Blockchain, Blockchain/ Cryptocurrency

Partner Spotlight with Aaron Krowne

The following is an interview between our Business Development Manager, Allys Benitez (AB), and Aaron Krowne (AK), Partner and Practice Group Lead for blockchain and crypto at Industria Business Lawyers LLP. Krowne, a trailblazer in both computing and blockchain law, previously excelled as a research data scientist and online startup innovator, establishing key legal precedents and contributing to the Creative Commons IP licenses. Now, he leverages his expertise to navigate the complexities of blockchain, cryptocurrency finance, and decentralized finance (DeFi). In this interview, Allys and Aaron explore his insights on the evolving crypto landscape, landmark legal decisions, and the future of blockchain technology.

AB: Thank you so much for joining us today. We’re excited to hear more about your background, your role at IBL, and your expertise. So let’s dive right in. So to start, can you tell us about your current role at IBL and what your day-to-day responsibilities look like?

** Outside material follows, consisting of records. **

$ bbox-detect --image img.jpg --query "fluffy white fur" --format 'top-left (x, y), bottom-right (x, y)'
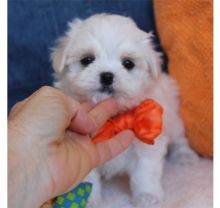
top-left (51, 14), bottom-right (197, 208)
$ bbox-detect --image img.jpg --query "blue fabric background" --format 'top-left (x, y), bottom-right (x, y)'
top-left (8, 0), bottom-right (166, 109)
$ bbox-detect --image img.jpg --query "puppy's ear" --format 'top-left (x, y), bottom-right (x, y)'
top-left (50, 19), bottom-right (82, 73)
top-left (144, 32), bottom-right (162, 79)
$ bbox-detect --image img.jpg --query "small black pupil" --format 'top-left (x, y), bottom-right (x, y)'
top-left (80, 56), bottom-right (95, 66)
top-left (123, 59), bottom-right (134, 69)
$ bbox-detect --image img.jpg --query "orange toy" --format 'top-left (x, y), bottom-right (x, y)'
top-left (92, 99), bottom-right (163, 144)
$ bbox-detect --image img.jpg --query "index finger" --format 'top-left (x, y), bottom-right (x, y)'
top-left (69, 98), bottom-right (118, 134)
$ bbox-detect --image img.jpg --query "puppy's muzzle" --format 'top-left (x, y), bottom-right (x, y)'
top-left (100, 72), bottom-right (114, 86)
top-left (100, 72), bottom-right (114, 94)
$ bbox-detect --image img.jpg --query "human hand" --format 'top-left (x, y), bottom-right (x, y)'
top-left (8, 87), bottom-right (134, 208)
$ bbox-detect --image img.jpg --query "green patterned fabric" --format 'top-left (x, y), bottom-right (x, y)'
top-left (52, 182), bottom-right (92, 208)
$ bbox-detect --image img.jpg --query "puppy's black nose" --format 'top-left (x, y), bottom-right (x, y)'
top-left (100, 72), bottom-right (114, 86)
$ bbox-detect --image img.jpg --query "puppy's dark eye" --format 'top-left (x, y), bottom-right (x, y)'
top-left (122, 59), bottom-right (135, 71)
top-left (80, 56), bottom-right (95, 66)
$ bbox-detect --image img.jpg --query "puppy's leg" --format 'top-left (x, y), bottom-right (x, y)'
top-left (129, 136), bottom-right (167, 208)
top-left (84, 169), bottom-right (102, 208)
top-left (168, 117), bottom-right (199, 164)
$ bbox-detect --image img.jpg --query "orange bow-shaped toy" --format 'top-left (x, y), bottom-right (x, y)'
top-left (92, 99), bottom-right (163, 144)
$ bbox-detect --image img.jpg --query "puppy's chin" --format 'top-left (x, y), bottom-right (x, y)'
top-left (90, 92), bottom-right (113, 104)
top-left (89, 92), bottom-right (144, 112)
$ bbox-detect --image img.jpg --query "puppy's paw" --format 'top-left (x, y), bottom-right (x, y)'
top-left (168, 146), bottom-right (199, 165)
top-left (132, 193), bottom-right (163, 208)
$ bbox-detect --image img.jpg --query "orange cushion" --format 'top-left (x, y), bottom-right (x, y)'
top-left (154, 0), bottom-right (213, 157)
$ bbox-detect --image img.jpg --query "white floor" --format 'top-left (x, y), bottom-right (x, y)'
top-left (100, 159), bottom-right (213, 208)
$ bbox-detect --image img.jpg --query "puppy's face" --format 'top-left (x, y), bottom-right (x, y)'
top-left (52, 14), bottom-right (160, 109)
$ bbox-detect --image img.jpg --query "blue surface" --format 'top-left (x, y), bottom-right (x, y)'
top-left (8, 0), bottom-right (166, 109)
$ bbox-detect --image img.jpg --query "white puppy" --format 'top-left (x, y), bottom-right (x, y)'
top-left (51, 14), bottom-right (197, 208)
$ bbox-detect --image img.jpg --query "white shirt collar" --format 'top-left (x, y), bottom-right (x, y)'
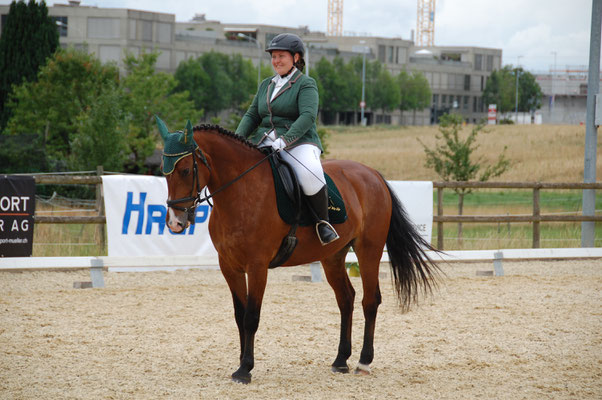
top-left (272, 67), bottom-right (297, 84)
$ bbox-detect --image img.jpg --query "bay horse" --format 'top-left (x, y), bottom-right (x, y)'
top-left (157, 119), bottom-right (438, 383)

AK: Absolutely. So as you said, I lead the blockchain and corporate groups, which are actually two separate groups, but there’s a lot of overlap. So I do direct work on matters. This includes things like advisory, legal reviews, drafting, negotiations on things like business contracts or transactions, and compliance matters, which could be firm AML compliance in many, many other areas. Securities compliance is a big one. I also supervise more junior councils and people like paralegals, and of course, coordinate with other councils who are sort of lateral specialists. They have their own areas of specialty, and I need to defer to them personally because I just know my areas. That’s about being the glue that holds a team together. To have a multidisciplinary team that can serve clients needs. Beyond that, there’s a lot of client relationship management, both talking to new prospective clients as well as managing the relationships with existing clients, and assisting with business development and general management of the firm. 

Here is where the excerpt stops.